The country’s Purchasing Managers’ Index (PMI) report for May said the country saw the slowest downturn in business conditions in 15 months. 

The headline index was 47.8, its highest level since February 2022, still below the 50.0 threshold signalling overall growth, but an increase from April’s 47.3, the report said.

The country is making progress towards a stabler demand environment, which led to a slower, but still solid contraction in activity levels.

While higher prices continued to dent sales, output and purchasing, firms signalled that inflationary pressures were much softer than the highs seen at the turn of the year, according to the report by S&P Global Market Intelligence. 

However, ongoing challenges for non-oil companies meant that the activity outlook remained subdued and employment levels were cut again. 

Receipts of new orders at non-oil businesses declined to a lesser extent in May, with this index picking up to its highest for seven months.

Companies continued to report subdued demand largely attributed to inflation, but some respondents began to see a recovery in client orders.

New business intakes in the services economy grew for the second time in three months. Additionally, sales to foreign clients decreased at the softest rate in 2023.

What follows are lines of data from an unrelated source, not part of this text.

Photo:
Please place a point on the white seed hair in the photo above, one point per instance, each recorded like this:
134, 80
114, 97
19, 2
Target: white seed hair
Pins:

Selling prices rose at a solid and quicker pace, but much weaker compared to those seen recently.

Rising input prices and weak demand meant that purchasing activity at non-oil businesses continued to decline, leading to a further contraction in firms’ input inventories.

Employment cuts were recorded in May, marking the sixth consecutive month of job losses.

Firms noted that low sales and difficulties paying staff due to a lack of liquidity were behind the reduction, which accelerated from April but was only marginal overall.

Business expectations towards the next 12 months picked up in May, following a survey-record low at the start of the second quarter. Confidence levels were however still among the lowest ever recorded, amid continued concerns about demand conditions, inflationary pressures and supply-side challenges.

Only 6% of companies were hopeful that output levels will expand over the coming year, which is still higher than a historic low in April.

David Owen, Senior Economist at S&P Global Market Intelligence, said: “The Egypt PMI remained in negative territory in May, but showed further promise that current economic headwinds were beginning to dissipate.

“Companies signalled that input cost pressures were again much softer than at the beginning of the year, as a period of stabilisation in the Egyptian pound versus the US dollar helped to cool import markets.”